0 menit baca 0 %

Silaturahmi dan Koordinasi: Ketua BAN-PDM Riau Disambut di Kankemenag Pekanbaru

Ringkasan: Pekanbaru (Kemenag) Kepala Kantor Kementerian Agama Kota Pekanbaru, Drs. H. Syahrul Mauludi, MA, menerima kunjungan silaturahmi Ketua Badan Akreditasi Nasional Pendidikan Diniyah dan Pondok Pesantren (BAN-PDM) Provinsi Riau, Samulak, S.Pd, M.Si, pada Kamis (02/10/2025), di ruang kerjanya.Pertemuan t...

Pekanbaru (Kemenag)– Kepala Kantor Kementerian Agama Kota Pekanbaru, Drs.

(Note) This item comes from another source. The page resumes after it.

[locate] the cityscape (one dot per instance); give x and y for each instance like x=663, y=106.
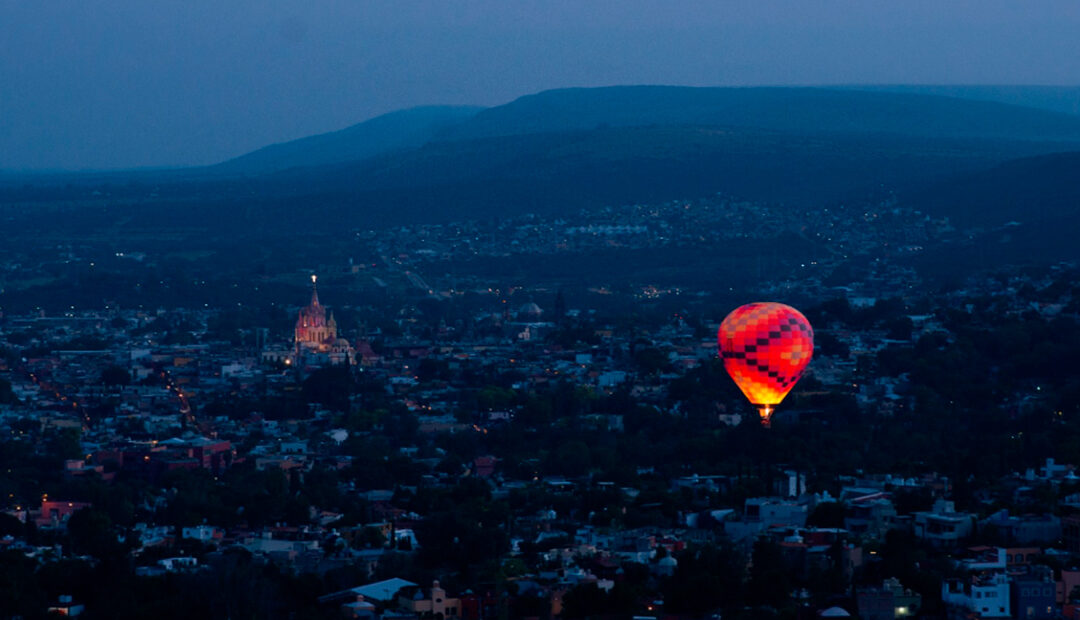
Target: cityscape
x=737, y=348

H. Syahrul Mauludi, MA, menerima kunjungan silaturahmi Ketua Badan Akreditasi Nasional Pendidikan Diniyah dan Pondok Pesantren (BAN-PDM) Provinsi Riau, Samulak, S.Pd, M.Si, pada Kamis (02/10/2025), di ruang kerjanya.

Pertemuan tersebut berlangsung dalam suasana hangat dan penuh semangat koordinasi, membahas tindak lanjut dari pertemuan sebelumnya terkait program pembinaan terhadap Pendidikan Kesetaraan pada Pondok Pesantren Salafiyah (PKPPS) serta sosialisasi akreditasi lembaga.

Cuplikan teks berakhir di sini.